You probably either love Sunda or find it obnoxious, because—late at night or on the weekends—it’s tourist overload. And we respect both sides of that argument. Sunda is basically one giant River North scene. But we also stand firm in our belief that it has great sushi. From elaborate rolls to escolar wrapped around perfectly seasoned rice and topped with truffle and potato chips, it won’t disappoint.

You won’t find a better spot than Lawrence Fish Market in Albany Park for an affordable sushi feast. This seafood market has been around for over 40 years, and has an incredibly long menu filled with delicious (and reasonably priced) nigiri, sashimi, rolls, and trays. Many pieces are less than $2 and most rolls are $3-$7. But the trays are the best value. There are about 30 to choose from, ranging from $24 for 28 pieces to $300 for 88. Just know that it’s cash-only and they only do takeout. So make sure you stop by an ATM beforehand and clear some room on your kitchen counter for the 5,000 pieces of fish you’re about to consume.


This is the omakase-only sushi bar in the basement of Ramen Takeya, a very busy ramen shop in the West Loop. The small, quiet space is a nice respite from the crowded upstairs, and the constantly-changing menu of nigiri and Japanese small plates is fantastic. Just don’t plan on eating here without a reservation—there are only seven seats, with four seatings per night.

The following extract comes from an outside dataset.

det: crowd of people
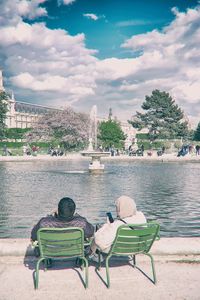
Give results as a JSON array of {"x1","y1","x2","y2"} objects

Your meal will be $99 for 15 courses, and the experience is worth it.

Omakase Yume is another omakase-only sushi spot in the West Loop. And it’s also a calm oasis among the crowds and pervasive clip-clopping of heels that dominate the West Loop. This is where you come for a relaxed but still fancy special occasion dinner. The space is simple, the atmosphere is quiet, and the sushi menu is full of expertly prepared usual suspects (i.e. pieces of sake, hirame, and otoro). It’s $185 for around 16 courses, but dinner here is almost all small pieces of nigiri. This means that unless this is your second dinner, you’ll probably still be hungry at the end. If that’s the case, just order more a la carte.

This place is from the same chef as Juno and charges $185 for around 15 courses of delicious nigiri, sashimi, and small plates (like a buttery sea bass with charred frisee and seaweed). Compared to the other omakase-only spots in the West Loop, Mako is the largest (it seats 22 people, with 12 at the bar and the rest at tables), and dinner here is long—about three hours. Plan on a very expensive and enjoyable experience. It’s also worth noting that they offer omakase to-go if you prefer to have that experience on your couch.

Kyoten is omakase-only, and it’s one of the best sushi restaurants in Chicago. It’s also the most pricey, starting at $440 for 20 courses. The omakase here involves a lot of delicious nigiri made with heavily-seasoned large-grained rice—plus a number of creative small plates, like rendered beef fat poured over rice, or fried tilefish with caviar and creme fraiche. If you’re looking for a special occasion restaurant, put this place at the top of your list. Just book far in advance—reservations are hard to come by.